Embodiment 2 FIG. 1 g of the same paper pulp and 1 g of chitosan as in Example 1 were mixed with 100 cc of water, and 1 g of acetic acid was added with stirring. After sufficiently stirring until the chitosan and the pulp were completely dispersed, 5 g of baking powder was added thereto as a foaming agent, followed by drying at 120 ° C. for 3 hours with a hot air drier. The obtained pulp-chitosan complex was immersed in an acetic anhydride solution for 1 hour, and then neutralized by immersion in 1% sodium hydroxide.
This was sufficiently washed with water and dried naturally to form a porous body. The pulp-chitosan porous body thus produced has a degree of acetylation of 70% and a bulk density of 0.04 g / c.
c, having an average pore diameter of 100 μm, insoluble in water because chitosan is partially chitinized, and having a tensile strength about 2 to 5 times higher than before acetylation (1 to 3 kg)
f / cm ² ).

[0019]

The structure according to the present invention has the following features. (1) Mechanical properties such as elastic modulus and tensile strength can be controlled by changing the ratio of fiber to chitosan. (2) The porosity can be changed in a wide range by adjusting the state of foaming. (3) It is porous and has excellent water absorption. (4) The antibacterial properties of chitosan can be expected. (5) It can be used as a biodegradable material. Therefore, the structure according to the present invention can be applied in various fields,
For example, wound covering materials utilizing properties such as water absorption, biocompatibility, antibacterial properties, nursery beds for hydroponics utilizing water supply / drainage properties and antibacterial properties, cell immobilization carriers utilizing water supply / drainage properties and biocompatibility, porous Insulation material using the nature and natural material,
It can be applied to filters and the like utilizing porosity and adsorptivity.
As described above, according to the present invention, a composite porous body of fiber and chitosan can be prepared very easily, and its properties are used to produce biotechnology-related materials, pharmaceutical materials, agricultural materials, packaging materials, and the like.
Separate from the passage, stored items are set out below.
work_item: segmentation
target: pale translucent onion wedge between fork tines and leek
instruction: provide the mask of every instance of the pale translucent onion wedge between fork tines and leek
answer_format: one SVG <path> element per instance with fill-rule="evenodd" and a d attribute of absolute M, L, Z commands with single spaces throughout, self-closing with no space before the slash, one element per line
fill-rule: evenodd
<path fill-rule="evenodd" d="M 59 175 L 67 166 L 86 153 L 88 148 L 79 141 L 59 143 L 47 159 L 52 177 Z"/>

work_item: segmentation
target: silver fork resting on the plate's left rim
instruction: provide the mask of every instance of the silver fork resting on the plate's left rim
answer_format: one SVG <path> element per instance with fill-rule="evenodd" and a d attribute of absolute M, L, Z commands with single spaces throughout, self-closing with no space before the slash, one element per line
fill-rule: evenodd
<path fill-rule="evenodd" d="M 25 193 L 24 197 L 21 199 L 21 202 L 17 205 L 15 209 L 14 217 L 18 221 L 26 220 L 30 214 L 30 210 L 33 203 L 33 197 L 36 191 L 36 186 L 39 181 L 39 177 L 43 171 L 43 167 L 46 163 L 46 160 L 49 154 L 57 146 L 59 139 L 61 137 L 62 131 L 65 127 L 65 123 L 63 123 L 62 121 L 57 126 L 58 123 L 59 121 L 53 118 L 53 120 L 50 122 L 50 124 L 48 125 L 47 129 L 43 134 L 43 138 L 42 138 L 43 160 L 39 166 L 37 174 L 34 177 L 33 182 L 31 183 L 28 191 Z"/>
Is very useful for industry.

────────────────────────────────────────────────── ─── Continuation of the front page (56) References JP-A-2-2303 (JP, A) (58) Fields investigated (Int. Cl. ⁷ , DB name) C08J 9/00-9/42 C08L 1 / 00-1/32 C08L 5/08

Claims (4)

(57) [Claims] [Claim 1] chitosan and issued to the plant fiber as the main raw material
A chitosan composite porous material having a bulk specific gravity of 0.01 to 0.1 g / cc. 2. Mixing water, chitosan, vegetable fiber and acid
Foamed and dried mixed solution consisting of chitosan and
And a plant fiber as a main raw material.
A chitosan composite porous material having a weight of 01 to 0.1 g / cc. 3. The plant fiber has an average fiber length of 2.0 to 5.0.
The chitosan composite porous body according to claim 1 or 2 , having an average width of 20 to 50 µm. 4. A structure containing chitosan and vegetable fiber as main raw materials.
A method for preparing a chitosan composite porous material having a bulk specific gravity of 0.01 to 0.1 g / cc, comprising a mixture of water, chitosan, plant fiber, and an acid. The above preparation method comprising the steps of foaming, drying and, if necessary, adjusting the degree of reacetylation to 40% or more.